Codes? Those are for little people

Moore Hall Parking 2

Note the difference in the size of the driving lanes between the parking lot in the upper right and the Moore Hall parking lots in the lower left.  One has generous room for emergency vehicles to operate and the other does not.  (Double click on picture for better view)

Moore Parking

Between the use of the legal loophole for “non-conforming” parcels and the variances being sought by Sonny Bonacio for the conversion of Moore Hall, the project is a study in how to get around the city’s housing codes and zoning standards.

This is not a matter of a few tweaks, this project requires radically dispensing of a host of code standards as will be documented below.

The advocates for this project offer that it is being done in order to provide affordable housing.  This raises a fundamental question about our city’s policy regarding this critical need.  If we are going to dispense with many of our community’s housing standards in order to create such projects, then this should be addressed directly as a matter of established city policy.  Do we want to allow for lower parking standards?  Do we want to allow for large structures with copious tiny units that have different height requirements?   Do we, as a community, decide that the neighbors of such projects must accept that their streets will be designated as the parking for these projects?

Most critically, will we allow for parking lots that have lower standards for the safety of the people that use them and for the neighbors who live by these lots?

A Little Background

Northstar Development bought Moore Hall from Skidmore College to develop luxury condominiums.  The developer was seeking to change the zoning from Educational-Institutional to Urban-Residential four in order to implement their plan.  Since the plan complied with all zoning standards, it met with no opposition from the neighborhood and the rezoning sailed through the City Council.  Unfortunately, there was no expiration date established for the rezoning should the developer fail to successfully complete the project.  With the collapse of the market in 2007 the project died.  Unfortunately, the building remained and it was now a “non-conforming” unit so as long as a developer did not change the footprint, a developer was allowed to ignore most of the code requirements.  The new applicant today is  seeking major variances of the city’s codes for what it cannot achieve as a  “non conforming”

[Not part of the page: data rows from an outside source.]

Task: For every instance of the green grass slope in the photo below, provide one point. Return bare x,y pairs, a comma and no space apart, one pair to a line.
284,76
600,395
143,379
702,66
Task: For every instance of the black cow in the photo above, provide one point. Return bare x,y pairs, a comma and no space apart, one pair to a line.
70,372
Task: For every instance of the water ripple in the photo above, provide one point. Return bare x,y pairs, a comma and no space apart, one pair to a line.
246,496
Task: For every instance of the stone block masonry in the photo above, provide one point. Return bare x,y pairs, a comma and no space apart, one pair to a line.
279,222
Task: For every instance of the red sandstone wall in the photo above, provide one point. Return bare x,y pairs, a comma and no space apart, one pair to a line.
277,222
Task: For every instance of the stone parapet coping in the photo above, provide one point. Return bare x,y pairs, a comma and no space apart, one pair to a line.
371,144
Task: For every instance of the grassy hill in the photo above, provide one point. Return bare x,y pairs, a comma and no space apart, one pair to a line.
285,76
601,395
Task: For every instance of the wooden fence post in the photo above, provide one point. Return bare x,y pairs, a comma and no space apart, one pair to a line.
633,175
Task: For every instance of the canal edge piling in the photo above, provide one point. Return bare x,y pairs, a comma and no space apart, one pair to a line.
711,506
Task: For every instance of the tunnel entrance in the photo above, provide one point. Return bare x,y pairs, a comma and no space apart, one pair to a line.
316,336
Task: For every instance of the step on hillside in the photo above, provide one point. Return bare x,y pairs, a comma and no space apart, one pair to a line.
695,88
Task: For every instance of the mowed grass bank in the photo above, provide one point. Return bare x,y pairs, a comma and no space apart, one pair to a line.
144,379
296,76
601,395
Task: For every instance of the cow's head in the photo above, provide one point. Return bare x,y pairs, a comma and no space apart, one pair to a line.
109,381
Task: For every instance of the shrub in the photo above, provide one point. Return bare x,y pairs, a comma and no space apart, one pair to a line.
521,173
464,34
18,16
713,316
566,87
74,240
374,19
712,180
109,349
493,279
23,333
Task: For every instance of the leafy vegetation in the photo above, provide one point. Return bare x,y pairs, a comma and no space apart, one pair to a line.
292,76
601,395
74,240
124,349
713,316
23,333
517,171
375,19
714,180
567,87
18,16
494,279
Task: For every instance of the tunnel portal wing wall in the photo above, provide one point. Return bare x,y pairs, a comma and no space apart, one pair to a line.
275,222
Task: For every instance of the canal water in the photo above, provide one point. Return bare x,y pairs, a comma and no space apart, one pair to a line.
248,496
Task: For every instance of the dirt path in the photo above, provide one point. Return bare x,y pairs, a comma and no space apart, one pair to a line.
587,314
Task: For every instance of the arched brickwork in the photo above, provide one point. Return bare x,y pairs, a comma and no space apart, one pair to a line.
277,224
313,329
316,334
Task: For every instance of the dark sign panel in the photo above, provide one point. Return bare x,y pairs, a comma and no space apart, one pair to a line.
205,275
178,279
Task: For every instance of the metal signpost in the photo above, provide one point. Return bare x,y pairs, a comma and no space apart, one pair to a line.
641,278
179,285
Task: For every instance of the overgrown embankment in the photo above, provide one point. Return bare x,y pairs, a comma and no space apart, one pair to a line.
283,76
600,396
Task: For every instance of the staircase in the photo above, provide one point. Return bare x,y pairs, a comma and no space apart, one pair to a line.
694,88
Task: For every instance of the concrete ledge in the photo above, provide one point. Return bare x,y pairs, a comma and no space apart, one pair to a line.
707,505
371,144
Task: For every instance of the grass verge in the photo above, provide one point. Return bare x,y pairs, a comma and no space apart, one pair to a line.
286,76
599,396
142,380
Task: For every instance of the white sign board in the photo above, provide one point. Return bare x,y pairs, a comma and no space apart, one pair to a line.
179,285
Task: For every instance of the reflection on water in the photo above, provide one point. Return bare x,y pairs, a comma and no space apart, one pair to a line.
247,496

So the current project violates the following codes:

  1.  The parking lot violates multiple standards.  Only 6 of the existing 53 spaces meet the set back requirements of the current code.  Forty-Seven of the spaces are located partially or completely in the set back area.  This is not just a matter of safety (which it is) but setbacks are meant to maintain the aesthetics of the area.  Parking cars up against a neighbor’s property or against the street is a serious eye sore.
  2.  Six of the spaces adjoin North Alley. As they currently exist these infringe on the alley making them a potential safety hazard in general and  in particular a problem for large emergency vehicles.
  3.  The driving lanes between the parked cars are much too narrow.  The city requires that the lanes have a width of 24’.  None of the lanes meet this standard and one is only 15’ 7’’ wide.  That is only sixty-five percent of the standard.  This is a serious danger.  The standard is meant to insure that emergency vehicles can quickly and easily access an area.  The failure to address this is of grave concern.
  4. Making parking spaces too narrow make getting into and out of cars problematic and become an easy source of damage to adjoining vehicles.
  5.  The ceilings in the building do not meet the city’s height requirement.  They are seven and a half feet and may be even lower due to the mechanicals that will be required to heat and cool the building.
  6.   The current code does not allow a structure to exceed twenty-five percent of the parcel.  This project would exceed that standard by over twenty-six percent.
  7. The current code would require that no more than eighteen units be allowed.  This project would exceed that limit by thirty-five units.  That would mean that they would build almost three times the number of units allowed by the code.
  8.  The current proposal does not address the requirement for handicapped parking.  They claim there are fifty-three spaces but as everyone knows, a handicapped parking space is much larger than a regular space.  This is even more problematic given that the spaces the applicant claims to exist are under sized.
  9. The city requires that there be 1.5 parking spaces for every unit.  This would mean that for 53 units there would need to be 80 spaces.  They are short of the required number by 27 according to their calculations which are problematic—see above.
  10. How would the applicant address the snow removal for their parking lots?  Not addressed.
  11. How would the applicant address where trash would be put and how it would be removed?  Not answered.

This project cynically sells itself as “affordable” but in fact when looked at by dollar/space ratio a unit will cost more than some units at the applicant’s project called  Market Center.  Bear in mind that in addition to the size issue, the Market Center apartments come with balconies, reserved car spaces, and washer/dryers.

This project would set a very bad precedent if it were to go forward as is.  Its utter indifference to a neighborhood and the safety of potential tenants if backed by the city’s land use boards would establish a new standard and not one to be proud of.